= Qitmir =

Dog that guarded the People of the Cave in Islamic tradition

In Islamic tradition, Qitmir (قطمير) was the dog that guarded the Companions of the Cave and stood by them all through their long sleep. His name, Qitmir, is, in Arabic, also the small membrane separating a date from its pit. He is sometimes called Ar-Raqim (الرقيم), although narrations identify Ar-Raqim as the name of the cave, or a "brass plate, or stone table".

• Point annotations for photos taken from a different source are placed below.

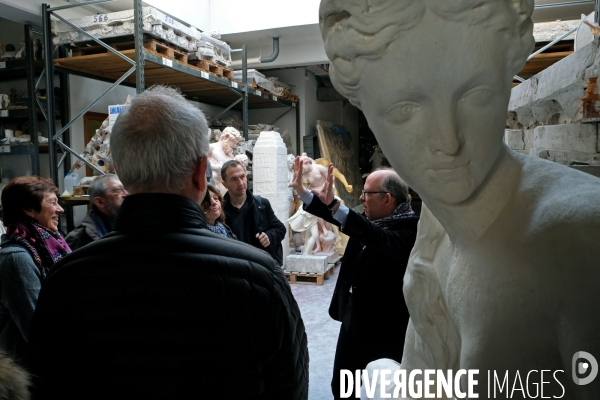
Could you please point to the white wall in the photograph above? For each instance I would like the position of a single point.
(243, 16)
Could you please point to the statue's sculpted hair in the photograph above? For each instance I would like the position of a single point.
(358, 31)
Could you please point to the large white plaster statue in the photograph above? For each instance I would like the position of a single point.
(377, 158)
(222, 151)
(318, 235)
(504, 275)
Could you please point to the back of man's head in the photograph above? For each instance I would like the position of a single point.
(157, 141)
(395, 186)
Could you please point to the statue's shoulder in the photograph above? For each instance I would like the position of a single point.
(551, 186)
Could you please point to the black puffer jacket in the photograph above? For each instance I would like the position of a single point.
(164, 308)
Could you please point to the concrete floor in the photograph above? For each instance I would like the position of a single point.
(322, 332)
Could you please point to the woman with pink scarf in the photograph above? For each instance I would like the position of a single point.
(31, 245)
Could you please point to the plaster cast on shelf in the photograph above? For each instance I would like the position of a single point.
(221, 152)
(503, 274)
(97, 151)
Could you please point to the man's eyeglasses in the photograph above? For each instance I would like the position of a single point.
(364, 193)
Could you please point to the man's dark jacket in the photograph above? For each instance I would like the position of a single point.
(374, 263)
(163, 308)
(265, 221)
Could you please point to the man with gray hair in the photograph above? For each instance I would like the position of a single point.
(106, 195)
(162, 307)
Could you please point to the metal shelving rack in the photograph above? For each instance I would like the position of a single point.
(140, 67)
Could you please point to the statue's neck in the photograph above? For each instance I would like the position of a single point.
(470, 219)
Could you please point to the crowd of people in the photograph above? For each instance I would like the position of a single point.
(169, 289)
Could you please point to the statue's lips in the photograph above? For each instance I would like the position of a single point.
(451, 167)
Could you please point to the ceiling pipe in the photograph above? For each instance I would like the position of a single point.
(257, 61)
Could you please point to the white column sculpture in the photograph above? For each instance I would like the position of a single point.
(269, 168)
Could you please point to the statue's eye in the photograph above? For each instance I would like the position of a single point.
(480, 96)
(403, 111)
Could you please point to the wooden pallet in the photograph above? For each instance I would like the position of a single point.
(153, 45)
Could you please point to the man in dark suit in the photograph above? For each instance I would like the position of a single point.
(161, 307)
(368, 296)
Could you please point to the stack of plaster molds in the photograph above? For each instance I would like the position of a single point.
(211, 49)
(102, 26)
(554, 115)
(254, 78)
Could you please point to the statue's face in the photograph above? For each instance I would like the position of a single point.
(436, 101)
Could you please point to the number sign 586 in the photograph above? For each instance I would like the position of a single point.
(100, 18)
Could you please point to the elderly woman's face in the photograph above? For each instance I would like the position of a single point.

He is regarded as one of the most important animals of Islam. In Tafsir Ibn Kathir, Ibn Jurayj described Qitmir as lying outside the door on his stomach with his front legs stretched out. He was also said to be either the hunting dog of one of the Companions of the Cave, which is the more accepted view, or the dog of the king’s chef, who accepted the Aṣḥāb al-Kahf's religious views, and brought Qitmir with him.

== In the Quran ==
In Al-Kahf, the following is mentioned:

And you would have thought they were awake, while they were actually asleep. And We turned them on their right and on their left sides, and their dog stretching forth his two forelegs at the entrance [of the Cave]. Had you looked at them, you would certainly have run away from them, and would certainly have been filled with awe of them.

== Alleged skull ==
Jordanian archaeologist Rafiq Al-Dajani entered the Cave of the Seven Sleepers in Al-Rajib in 1963, where he allegedly found seven graves, and part of a dog's skull on the door of the cave.